Education

Delhi University to consider proposal for setting up centre to offer job-oriented courses

The discussion on establishing the centre will be taken up at the academic council meeting on March 22.

Delhi University will consider a proposal for setting up a centre to offer job-oriented courses for students enrolled in its Campus of Open Learning.

The discussion on establishing the centre will be taken up at the academic council meeting on March 22.

Payal Mago, director, Campus of Open Learning, said, “This centre will house a media centre and will provide online and experiential learning courses to students. To enhance the employability of students of the School of Open Learning (SOL), these will be skills-based courses and tailored as per their needs.” For instance, she said, many of the SOL students were pursuing graduation while also handling their family businesses and the centre might offer a course on how to run a family business and increase profitability. “Students will also get to learn basic computer skills and some languages that will help them,” she said.
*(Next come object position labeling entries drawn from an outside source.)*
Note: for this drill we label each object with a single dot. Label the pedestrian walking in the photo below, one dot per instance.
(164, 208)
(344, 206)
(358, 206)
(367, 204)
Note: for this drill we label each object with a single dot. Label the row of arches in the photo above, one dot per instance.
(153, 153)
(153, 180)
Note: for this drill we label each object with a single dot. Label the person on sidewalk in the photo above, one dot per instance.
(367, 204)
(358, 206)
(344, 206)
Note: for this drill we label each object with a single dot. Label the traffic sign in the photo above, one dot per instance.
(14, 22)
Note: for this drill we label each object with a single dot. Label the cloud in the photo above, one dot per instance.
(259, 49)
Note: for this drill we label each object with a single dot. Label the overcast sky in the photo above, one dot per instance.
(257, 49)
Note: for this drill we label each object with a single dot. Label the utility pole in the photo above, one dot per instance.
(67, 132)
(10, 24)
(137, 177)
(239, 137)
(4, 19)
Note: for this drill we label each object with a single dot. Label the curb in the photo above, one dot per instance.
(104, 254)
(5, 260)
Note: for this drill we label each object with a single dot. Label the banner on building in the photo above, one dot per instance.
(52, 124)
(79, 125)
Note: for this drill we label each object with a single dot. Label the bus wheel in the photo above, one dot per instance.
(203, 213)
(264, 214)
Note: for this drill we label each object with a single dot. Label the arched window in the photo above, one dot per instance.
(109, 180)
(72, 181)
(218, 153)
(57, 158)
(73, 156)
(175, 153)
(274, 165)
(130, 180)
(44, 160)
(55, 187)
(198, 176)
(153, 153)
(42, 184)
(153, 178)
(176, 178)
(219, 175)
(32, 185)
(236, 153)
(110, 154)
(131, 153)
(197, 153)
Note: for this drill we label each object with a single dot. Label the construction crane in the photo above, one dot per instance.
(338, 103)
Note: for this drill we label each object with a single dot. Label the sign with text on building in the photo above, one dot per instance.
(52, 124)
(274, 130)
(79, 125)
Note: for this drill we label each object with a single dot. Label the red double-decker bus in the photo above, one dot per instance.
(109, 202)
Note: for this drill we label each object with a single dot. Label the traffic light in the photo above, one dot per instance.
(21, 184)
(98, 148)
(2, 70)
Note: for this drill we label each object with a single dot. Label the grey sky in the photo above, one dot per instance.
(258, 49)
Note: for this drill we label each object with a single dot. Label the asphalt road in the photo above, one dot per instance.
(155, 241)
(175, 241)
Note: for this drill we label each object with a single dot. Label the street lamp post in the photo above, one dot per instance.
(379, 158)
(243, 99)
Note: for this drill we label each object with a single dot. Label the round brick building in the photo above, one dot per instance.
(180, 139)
To start with, the centre will offer three diploma courses –journalism (English and Hindi), post graduate diploma in library automation services, and mushroom cultivation.

There will be a mix of online and offline classes – either 50-50 per cent or 60-40 per cent, she said.

“Students will get hands-on learning. For instance, in journalism, they will have to do internships, and in mushroom cultivation, they will be taught how to cultivate five types of mushrooms, and for that, we have identified five nodal points,” Mago said.

The journalism course will be carried out in collaboration with Delhi University’s Hansraj College while for the other courses, experts have been identified.

Nominal charges will be levied on the courses, Mago said, and they will be run on a no-profit basis, she said.

The courses will be in accordance with the National Education Policy, according to the agenda of the meeting.

In a related development, the Delhi University Teachers’ Association said its members will boycott classes on Tuesday to demand one-time regulation for the absorption of ad hoc and temporary teachers. It said they will stage a protest outside the venue of the academic council meeting.